GSC is also an approved lender and servicer under the Federal National Mortgage Association (“Fannie Mae”). In the third quarter of 2025, GSC’s lender and servicing agreement with Fannie Mae was modified to increase the loss share obligations delivered on or before July 1, 2025, which had been identified as having certain risk characteristics at origination. This list may be updated periodically to reflect changes, such as the addition of new loans or the removal of loans expected to result in no or limited losses. As of December 31, 2025, the list included 65 loans, three such loans were paid in full with no losses incurred and the remaining loans have recorded loan loss provisions in accordance with ASC 326, as applicable. The Company will continue to assess loan loss provisions as any additional loan losses recorded for this matter could result in potentially material liability for the Greystone JV in future periods.
For the year ended December 31, 2025, the Greystone JV recorded provision for loan losses of $62.3 million, of which the Company recorded $24.9 million based on its 40% equity interest as part of its (Loss) earnings from equity method investments. Any additional potential impact to the Greystone JV as a result of these matters would only impact the Company’s Consolidated Financial Statements by our 40% equity interest in the Greystone JV.
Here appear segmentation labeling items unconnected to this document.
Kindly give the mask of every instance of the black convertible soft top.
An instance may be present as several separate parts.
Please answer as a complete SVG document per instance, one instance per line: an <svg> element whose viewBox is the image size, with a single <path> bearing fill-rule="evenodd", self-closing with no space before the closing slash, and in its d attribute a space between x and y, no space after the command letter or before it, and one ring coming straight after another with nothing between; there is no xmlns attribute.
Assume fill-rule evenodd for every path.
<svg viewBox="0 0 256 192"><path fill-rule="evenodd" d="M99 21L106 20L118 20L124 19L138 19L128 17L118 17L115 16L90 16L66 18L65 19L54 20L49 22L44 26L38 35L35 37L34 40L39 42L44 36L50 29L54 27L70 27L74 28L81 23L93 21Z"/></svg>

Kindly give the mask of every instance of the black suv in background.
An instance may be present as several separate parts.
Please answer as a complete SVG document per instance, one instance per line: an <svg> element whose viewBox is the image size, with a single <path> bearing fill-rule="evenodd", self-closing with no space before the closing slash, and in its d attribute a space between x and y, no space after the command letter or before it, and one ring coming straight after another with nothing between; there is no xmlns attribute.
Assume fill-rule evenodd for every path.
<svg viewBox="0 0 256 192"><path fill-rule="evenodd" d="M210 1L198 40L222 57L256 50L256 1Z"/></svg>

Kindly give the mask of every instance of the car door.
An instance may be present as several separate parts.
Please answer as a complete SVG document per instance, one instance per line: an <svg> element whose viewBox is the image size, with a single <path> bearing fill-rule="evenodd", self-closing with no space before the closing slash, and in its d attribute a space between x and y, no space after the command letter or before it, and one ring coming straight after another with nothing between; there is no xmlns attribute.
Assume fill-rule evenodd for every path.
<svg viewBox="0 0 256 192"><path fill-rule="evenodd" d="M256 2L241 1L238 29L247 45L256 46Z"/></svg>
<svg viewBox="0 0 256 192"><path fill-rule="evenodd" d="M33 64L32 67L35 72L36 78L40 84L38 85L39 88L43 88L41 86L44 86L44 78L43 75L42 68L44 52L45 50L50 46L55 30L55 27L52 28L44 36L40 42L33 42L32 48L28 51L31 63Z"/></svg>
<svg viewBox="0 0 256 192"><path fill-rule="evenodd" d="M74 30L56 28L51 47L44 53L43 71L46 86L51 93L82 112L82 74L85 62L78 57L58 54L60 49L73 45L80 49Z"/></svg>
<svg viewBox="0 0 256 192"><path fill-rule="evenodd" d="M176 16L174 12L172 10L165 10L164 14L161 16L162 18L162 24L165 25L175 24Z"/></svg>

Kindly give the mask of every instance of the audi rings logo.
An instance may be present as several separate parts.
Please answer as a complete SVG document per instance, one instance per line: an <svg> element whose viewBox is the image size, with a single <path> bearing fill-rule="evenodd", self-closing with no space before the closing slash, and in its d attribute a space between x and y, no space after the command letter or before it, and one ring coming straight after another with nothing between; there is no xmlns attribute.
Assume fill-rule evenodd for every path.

Gain from Insurance Proceeds
Subsequent to the completion of our 2014 acquisition of the DTZ Group from UGL Limited (“UGL”), the Company brought a breach of warranty claim under warranty and indemnity insurance policies obtained in connection with the acquisition to cover certain losses incurred by the Company by reason of warranty breaches by UGL. The claim has been the subject of a lawsuit that has been pending since 2019 (the “Litigation”).
On September 30, 2024, the Company and one of the defendant insurers entered into a settlement agreement, under which the insurer paid the Company $17.3 million in exchange for a release in the Litigation. During the fourth quarter of 2024, the Company also received an additional $1.9 million in payments from other defendant insurers for releases in the Litigation. For the year ended December 31, 2024, the Company recorded a total gain of $19.2 million for such settlements within Other income (expense), net in the Consolidated Statements of Operations. The cash receipts for such payments offset the gain within cash flows from operating activities in the Consolidated Statements of Cash Flows as the proceeds are similar in nature to business interruption insurance proceeds.
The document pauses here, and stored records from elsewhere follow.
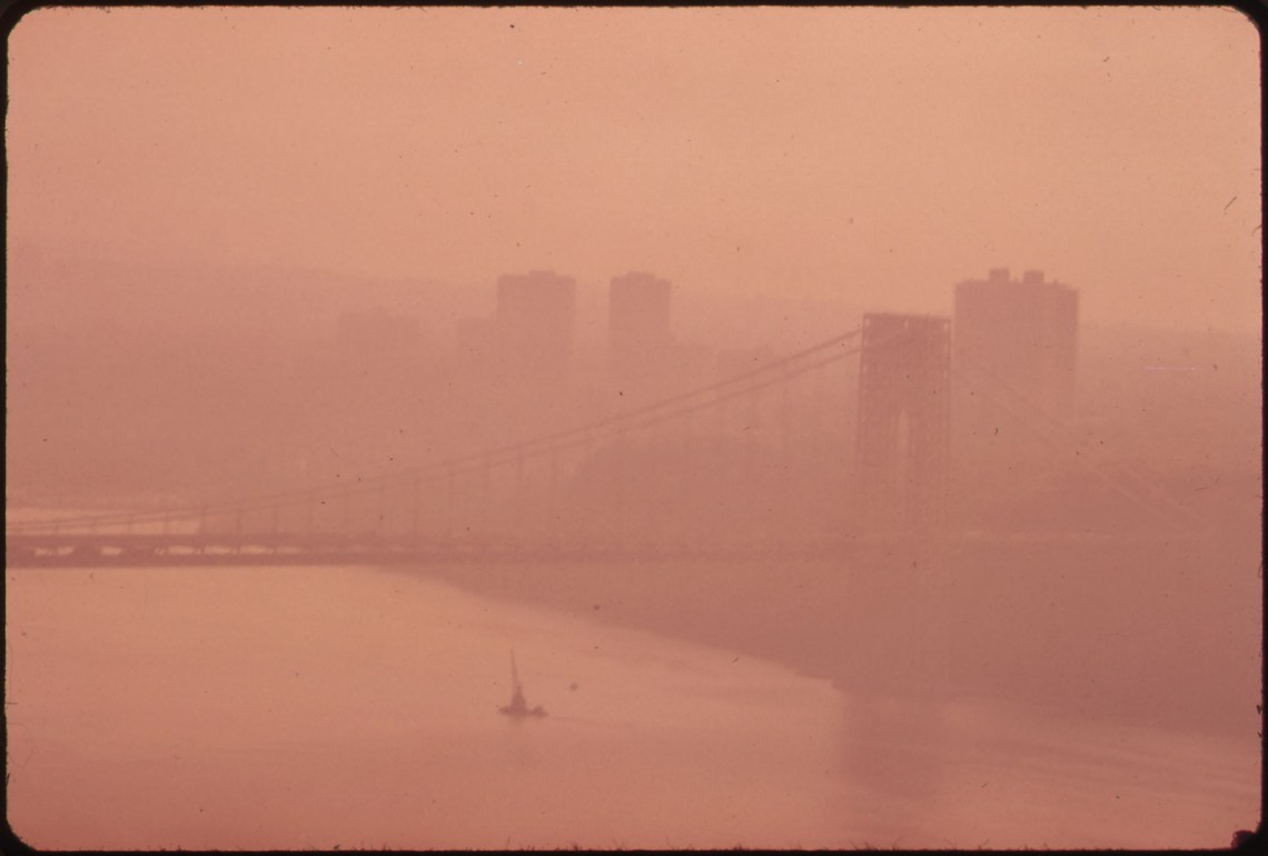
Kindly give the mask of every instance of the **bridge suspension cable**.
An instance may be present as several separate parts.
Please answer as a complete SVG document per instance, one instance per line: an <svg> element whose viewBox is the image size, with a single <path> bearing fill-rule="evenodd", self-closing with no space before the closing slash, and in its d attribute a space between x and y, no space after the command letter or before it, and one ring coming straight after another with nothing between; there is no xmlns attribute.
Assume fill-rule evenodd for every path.
<svg viewBox="0 0 1268 856"><path fill-rule="evenodd" d="M527 440L484 449L477 453L458 455L445 460L432 462L398 473L385 473L355 482L308 486L298 490L280 491L204 502L180 509L153 511L112 512L104 515L79 515L55 520L6 522L6 533L41 533L60 529L95 529L107 526L134 526L145 524L169 525L179 521L207 520L216 515L236 514L238 516L260 510L290 507L321 500L342 500L382 491L389 487L430 484L440 479L451 479L458 474L502 467L510 463L535 459L543 455L574 449L588 443L619 436L653 425L658 425L687 413L692 413L753 394L761 389L785 384L796 377L824 368L853 354L860 346L848 346L851 340L861 335L861 328L833 336L786 356L765 363L757 368L729 375L721 380L677 393L657 402L621 411L607 417L592 420L582 425L548 432ZM836 350L834 350L836 349ZM828 353L824 355L824 353ZM810 358L817 356L818 359ZM762 375L771 375L763 378Z"/></svg>
<svg viewBox="0 0 1268 856"><path fill-rule="evenodd" d="M1070 435L1069 429L1060 420L1055 418L1051 413L1036 405L1025 393L1013 388L1012 384L1006 382L985 365L981 365L973 358L957 355L956 361L952 365L952 375L960 380L970 380L971 378L964 369L969 369L970 372L976 373L978 377L985 378L997 391L1003 393L1003 396L992 394L989 388L984 389L983 392L990 403L1028 427L1047 445L1063 451L1074 450L1079 453L1075 455L1079 465L1088 469L1088 472L1090 472L1104 486L1135 502L1161 522L1169 525L1179 524L1189 529L1194 529L1201 525L1201 521L1192 511L1177 503L1149 479L1132 473L1115 473L1108 468L1099 465L1096 460L1093 460L1097 450L1089 450L1090 454L1088 455L1082 454L1083 449L1079 448L1082 444L1079 444L1078 440Z"/></svg>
In February 2025, a ruling was issued that valued the loss suffered by the Company in an amount no greater than the policy limits of defendant insurers, and dismissed the case prior to trial. As the other defendant insurers who remained in the case were declared to be prevailing parties, the Company will be required to pay their costs, which will be the subject of negotiation. In the third quarter of 2025, the Company recorded an immaterial liability for estimated settlement of these costs.